L’accord de libre-échange de 1989 avec les États-Unis, l’ALENA en 1994 et la fin de l’avantage lié au taux de fret du Pas du Nid-de-Corbeau en 1995 ont entraîné des changements majeurs dans l’économie agricole des Prairies. Plusieurs coopératives se sont agrandies par le biais de fusions et/ou se sont restructurées en réponse à la situation émergente. En 1993, l’UGG s’est restructurée pour permettre la vente en bourse d’une partie de ses actions. En 1996, le Saskatchewan Wheat Pool s’est restructuré de la même manière, bien que seuls les membres fermiers aient le droit de vote. En 1998, les pools de l’Alberta et du Manitoba ont fusionné pour former Agricore Cooperative Limited. En 2001, UGG et Agricore ont fusionné pour former Agricore United.

Dans le cadre d’une décision très controversée, le Saskatchewan Wheat Pool s’est restructuré en société commerciale en 2005 et a cessé d’être une coopérative. Lorsqu’elle a racheté Agricore United en 2007, la société fusionnée s’est rebaptisée Viterra. À ce moment-là, les actifs combinés d’Agricore United et de Sask Wheat Pool comprenaient sept terminaux d’exportation, plus de la moitié de la capacité portuaire de Thunder Bay et de Vancouver et 58 % de la capacité de manutention des céréales de l’Ouest. La quasi-totalité de cette valeur a été créée par des fermiers travaillant ensemble selon le principe « un membre, une voix » pour renforcer leur pouvoir de marché et créer de la richesse dans l’intérêt de tous. Ce succès témoigne de l’efficacité des coopératives à trouver l’équilibre entre les intérêts collectifs et individuels tout en rassemblant et en déployant des ressources pour créer des résultats utiles.

Le Bureau de la concurrence a approuvé la fusion Pool-Agricore à condition que Viterra réduise sa position dominante au Canada en vendant à Cargill le terminal de Vancouver et certains silos à grains et en vendant un certain nombre de silos à Richardson International. Cargill est l’une des quatre multinationales qui dominent le commerce mondial des céréales. Richardson est la plus grande société céréalière privée du Canada et a été l’un des négociants privés qui ont incité les fermiers à développer les coopératives il y a un siècle.

En 2012, le gouvernement fédéral a démantelé la Commission canadienne du blé à guichet unique dirigée par les fermiers. Cela a été un facteur clé dans la décision de Glencore International, une société multinationale d’exploitation minière, de négoce de métaux, de pétrole et de matières premières basée en Suisse, de racheter Viterra dans le cadre d’une transaction de 6,1 milliards de dollars. À cette époque, Viterra avait également acquis d’importantes capacités australiennes, notamment 109 silos à grains, huit terminaux portuaires, 17 dépôts de vente au détail et six malteries.

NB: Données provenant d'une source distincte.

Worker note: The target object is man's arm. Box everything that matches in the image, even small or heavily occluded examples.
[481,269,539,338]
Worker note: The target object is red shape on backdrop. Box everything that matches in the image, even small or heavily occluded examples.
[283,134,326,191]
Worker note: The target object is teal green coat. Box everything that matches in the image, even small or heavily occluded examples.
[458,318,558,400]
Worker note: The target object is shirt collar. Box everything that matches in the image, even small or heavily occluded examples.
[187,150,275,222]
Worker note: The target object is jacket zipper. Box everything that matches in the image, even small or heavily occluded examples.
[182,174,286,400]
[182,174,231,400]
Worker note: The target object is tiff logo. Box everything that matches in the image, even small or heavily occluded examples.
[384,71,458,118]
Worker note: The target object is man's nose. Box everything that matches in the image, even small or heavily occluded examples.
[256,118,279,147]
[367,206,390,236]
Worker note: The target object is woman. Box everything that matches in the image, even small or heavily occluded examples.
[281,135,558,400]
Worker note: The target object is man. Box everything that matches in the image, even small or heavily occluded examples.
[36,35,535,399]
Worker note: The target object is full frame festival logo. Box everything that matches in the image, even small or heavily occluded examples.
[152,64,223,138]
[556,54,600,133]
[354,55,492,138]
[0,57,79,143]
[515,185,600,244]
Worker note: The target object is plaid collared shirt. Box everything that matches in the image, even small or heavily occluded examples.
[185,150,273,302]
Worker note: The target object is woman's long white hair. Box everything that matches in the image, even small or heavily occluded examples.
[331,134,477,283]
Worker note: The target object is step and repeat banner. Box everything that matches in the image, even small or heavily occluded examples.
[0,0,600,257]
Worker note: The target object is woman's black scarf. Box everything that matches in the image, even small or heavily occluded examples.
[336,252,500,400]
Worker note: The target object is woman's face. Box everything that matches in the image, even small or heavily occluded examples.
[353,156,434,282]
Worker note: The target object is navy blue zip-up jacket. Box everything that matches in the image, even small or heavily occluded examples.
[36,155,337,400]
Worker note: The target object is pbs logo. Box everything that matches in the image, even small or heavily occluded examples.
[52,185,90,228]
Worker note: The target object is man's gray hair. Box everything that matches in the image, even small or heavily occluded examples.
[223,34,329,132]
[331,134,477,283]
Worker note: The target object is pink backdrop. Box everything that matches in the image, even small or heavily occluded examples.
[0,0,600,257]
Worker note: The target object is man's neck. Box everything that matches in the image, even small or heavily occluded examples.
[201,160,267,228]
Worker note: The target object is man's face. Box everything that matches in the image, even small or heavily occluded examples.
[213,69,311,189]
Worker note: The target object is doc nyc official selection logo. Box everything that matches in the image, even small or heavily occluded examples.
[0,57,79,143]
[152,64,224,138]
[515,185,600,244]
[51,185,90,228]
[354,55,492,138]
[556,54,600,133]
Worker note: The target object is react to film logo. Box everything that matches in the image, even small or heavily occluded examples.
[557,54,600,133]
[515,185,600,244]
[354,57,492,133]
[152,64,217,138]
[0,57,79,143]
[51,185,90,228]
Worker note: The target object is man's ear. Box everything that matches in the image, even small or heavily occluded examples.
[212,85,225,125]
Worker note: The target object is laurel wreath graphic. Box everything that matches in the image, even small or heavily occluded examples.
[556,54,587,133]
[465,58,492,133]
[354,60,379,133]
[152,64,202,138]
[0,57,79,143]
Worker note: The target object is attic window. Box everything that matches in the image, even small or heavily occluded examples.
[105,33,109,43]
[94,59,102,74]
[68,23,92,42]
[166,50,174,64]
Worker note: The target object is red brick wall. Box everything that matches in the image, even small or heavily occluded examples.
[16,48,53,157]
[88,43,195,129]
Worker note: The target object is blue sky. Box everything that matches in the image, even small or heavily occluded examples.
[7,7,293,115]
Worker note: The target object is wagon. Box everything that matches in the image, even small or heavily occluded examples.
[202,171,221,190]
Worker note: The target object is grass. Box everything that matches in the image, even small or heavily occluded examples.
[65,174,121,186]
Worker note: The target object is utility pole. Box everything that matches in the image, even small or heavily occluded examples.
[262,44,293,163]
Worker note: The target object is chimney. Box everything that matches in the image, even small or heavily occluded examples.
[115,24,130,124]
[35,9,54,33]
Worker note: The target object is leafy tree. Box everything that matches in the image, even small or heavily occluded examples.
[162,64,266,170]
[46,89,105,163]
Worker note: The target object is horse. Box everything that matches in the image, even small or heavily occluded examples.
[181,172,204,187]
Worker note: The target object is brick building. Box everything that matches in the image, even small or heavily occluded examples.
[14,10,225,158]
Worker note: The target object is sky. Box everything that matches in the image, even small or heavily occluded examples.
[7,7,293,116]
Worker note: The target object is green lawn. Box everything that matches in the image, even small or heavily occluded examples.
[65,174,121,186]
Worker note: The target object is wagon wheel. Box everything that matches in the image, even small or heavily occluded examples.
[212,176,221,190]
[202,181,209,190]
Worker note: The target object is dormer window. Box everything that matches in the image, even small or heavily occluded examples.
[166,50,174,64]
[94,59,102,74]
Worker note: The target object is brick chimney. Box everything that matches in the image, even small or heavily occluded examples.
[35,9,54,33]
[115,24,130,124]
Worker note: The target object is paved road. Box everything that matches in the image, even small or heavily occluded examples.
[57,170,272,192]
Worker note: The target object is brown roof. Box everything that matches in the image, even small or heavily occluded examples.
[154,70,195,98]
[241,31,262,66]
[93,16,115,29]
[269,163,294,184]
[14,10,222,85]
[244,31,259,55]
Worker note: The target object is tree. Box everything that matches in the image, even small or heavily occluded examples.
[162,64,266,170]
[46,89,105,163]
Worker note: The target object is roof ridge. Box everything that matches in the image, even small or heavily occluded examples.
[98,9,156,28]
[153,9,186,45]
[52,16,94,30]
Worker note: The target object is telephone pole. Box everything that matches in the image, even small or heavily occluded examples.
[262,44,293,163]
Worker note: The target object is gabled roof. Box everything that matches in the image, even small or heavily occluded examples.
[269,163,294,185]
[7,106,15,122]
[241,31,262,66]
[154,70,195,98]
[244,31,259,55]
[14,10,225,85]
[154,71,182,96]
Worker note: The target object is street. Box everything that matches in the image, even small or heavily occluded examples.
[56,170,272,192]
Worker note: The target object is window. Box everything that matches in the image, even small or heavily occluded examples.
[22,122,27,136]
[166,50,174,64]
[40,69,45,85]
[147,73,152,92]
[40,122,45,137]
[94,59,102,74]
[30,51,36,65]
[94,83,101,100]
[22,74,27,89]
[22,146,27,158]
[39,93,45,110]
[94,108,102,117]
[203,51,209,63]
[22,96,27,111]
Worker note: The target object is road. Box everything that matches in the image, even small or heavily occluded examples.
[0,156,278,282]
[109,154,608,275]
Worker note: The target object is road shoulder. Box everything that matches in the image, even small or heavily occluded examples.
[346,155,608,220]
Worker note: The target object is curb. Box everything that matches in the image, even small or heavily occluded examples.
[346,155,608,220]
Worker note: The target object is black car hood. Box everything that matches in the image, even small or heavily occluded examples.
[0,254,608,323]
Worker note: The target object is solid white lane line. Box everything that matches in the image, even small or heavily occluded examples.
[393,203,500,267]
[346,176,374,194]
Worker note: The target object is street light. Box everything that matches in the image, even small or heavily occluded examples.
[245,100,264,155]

L’approbation de l’acquisition de Glencore par le Bureau canadien de la concurrence a obligé Viterra à vendre la plupart de ses activités de vente au détail d’intrants agricoles à Agrium et 23 % de ses actifs de manutention et de transformation des céréales au Canada à Richardson International. Agrium avait récemment acquis l’Australian Wheat Board (AWB) lors de sa privatisation en 2010. Elle a conservé les activités de vente au détail d’intrants de l’AWB et a immédiatement vendu le secteur de la manutention des céréales à Cargill. Aujourd’hui, Agrium est le plus grand détaillant d’intrants agricoles au monde, ainsi qu’un important fabricant d’engrais et une société d’extraction de potasse. Viterra reste le plus grand manutentionnaire de céréales du Canada, avec une capacité de stockage de 1,8 million de tonnes.

À la mi-2015, Glencore était endettée à hauteur de 30 milliards de dollars en raison d’une forte baisse des prix des minerais. En septembre, elle a annoncé son intention de vendre certains de ses actifs agricoles afin de maintenir sa cote de crédit. Le 6 avril 2016, elle a accepté de vendre 40 % des parts de sa division agricole à l’OIRPC pour un montant de 2,5 milliards de dollars américains. L’OIRPC a devancé les fonds souverains de Singapour, du Qatar et de la Saudi Arabian Livestock Investment Corporation (qui s’est associée à Bunge pour créer G3 et reprendre les actifs de l’ancienne Commission canadienne du blé en 2015). L’OIRPC est représenté au conseil d’administration de Glencore Agri et a le pouvoir de choisir d’acheter davantage de parts ou de lancer une offre publique de vente de ses actions.

En mai 2016, les médias ont rapporté que Glencore Agri pourrait vendre 9,9 % supplémentaires de son capital. Les ventes d’actifs agricoles aideront Glencore à réduire sa dette, mais la société pourrait avoir l’intention d’utiliser l’argent pour investir dans des infrastructures physiques, telles que des installations de stockage, afin de pouvoir acheter davantage de céréales lorsque les prix sont bas pour les conserver et les vendre lorsque les prix augmentent. Avec une capacité de stockage suffisamment élevée, une telle stratégie aurait également pour effet de faire baisser les prix pour les fermières.

La résistance des fermiers au commerce privé des céréales, avec le développement des coopératives céréalières et la création de la Commission canadienne du blé à guichet unique, montre comment les agriculteurs ont obtenu un pouvoir économique important en travaillant ensemble sur le plan économique et politique. Depuis le début des années 1990, la richesse qu’ils ont créée sous la forme de grandes entreprises et institutions a été accaparée par des intérêts privés à la suite de décisions politiques nationales et internationales qui donnent la priorité à la propriété et au contrôle du secteur céréalier par les entreprises.

Il est peut-être préférable que ce soit l’OIRPC, plutôt qu’un fonds souverain étranger tel que SALIC, qui ait acquis la participation de 40 % dans Glencore Agri. Cependant, les intérêts de l’OIRPC sont désormais alignés sur ceux de Glencore, qui cherche à maximiser les bénéfices des actionnaires, ce qui renforce encore un système qui exige que certains perdent pour que d’autres gagnent.